For one, many came to the U.S. as immigrants. Now, a surge in anti-immigrant sentiment following the inauguration of President Trump has only increased anxiety among many participants.

"The rhetoric about deportations and ICE raids, birthright citizenship, all of those things are stress," she said.

Latinos also often prioritize family, according to Muro, sometimes at the cost of developing close friendships. Even those who live in multigenerational households may find themselves alone much of the time while other family members are busy at work or school. Some, like Lourdes Alvarado, also care for others, even into old age.

"I'll get back to my apartment, and I have to do everything that corresponds with it: cook, clean, take care of the kid when he gets back from school," Alvarado said in Spanish of her responsibilities at the home she shares with her daughter and 11-year-old grandson. "That's my daily life, because my daughter works."

Then there are the disparities. Latino seniors suffer from chronic health conditions like diabetes and dementia at higher rates than non-Latinos. In Denver, they are about three times as likely to live in poverty. But moments of social connection can change the course of a life, Muro said.

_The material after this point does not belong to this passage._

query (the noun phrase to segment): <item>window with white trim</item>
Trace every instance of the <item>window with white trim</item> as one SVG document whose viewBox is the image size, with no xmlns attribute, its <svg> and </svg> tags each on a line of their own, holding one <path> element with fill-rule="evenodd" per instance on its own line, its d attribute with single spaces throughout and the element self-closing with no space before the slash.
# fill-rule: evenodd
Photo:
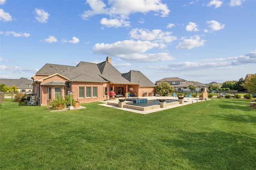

"Social isolation and mental health conditions, but especially social isolation, are like fertilizer for diseases and chronic conditions that you might have," Muro said.

In a spread-out city like Denver, merging everything under the same roof has big benefits for older adults, who may not have cars or easy access to transit.

"It's not like we have these plazas where everyone gathers," Muro said.

For now, the nonprofit is continuing activities to boost local seniors' mental and physical health.

Back at the community center in Montbello, it's time to play the Mexican game Lotería. Armando Guardiola sits at a long table beside other old folks, his senses carefully attuned to the front of the room where a caller slides cards from the deck one at a time, holding them up to the crowd to announce their Spanish names.

"La rana… 

…El sol…

 …La calavera."

Tension fills the air as players stare intently at their game boards, ready to move marbles onto the colorful illustrated squares as soon as the right word is called. Whispers build gradually into excited chatter after the first win.

Conectoras has grown quickly over the years, at times straining the program's budget. Nearly 10 years in, the group still meets at a Montbello apartment complex where they've been permitted to host events in the community space at no extra cost.

Now, despite diminished funding and an uncertain future, Conectoras' leaders don't plan to reduce services yet. Instead, leaders have taken cuts to their salaries.

"We certainly can't say that nothing's going to happen," Conectoras co-leader Aurelio Avalos said in Spanish. "We've been working 10 years to get here. To end like this, all of a sudden, it makes us sad."

But right here, right now, Guardiola lives for the moment. He doesn't mind if he wins or loses during today's game. All of this – being together, and having some fun – is reason enough to get out of bed each day.

"It makes me feel good, even though I'm not doing too well," Guardiola said. "Because I see other people enjoying themselves."

This story was published with the assistance of the Journalism & Women Symposium (JAWS) Health Journalism Fellowship, supported by The Commonwealth Fund.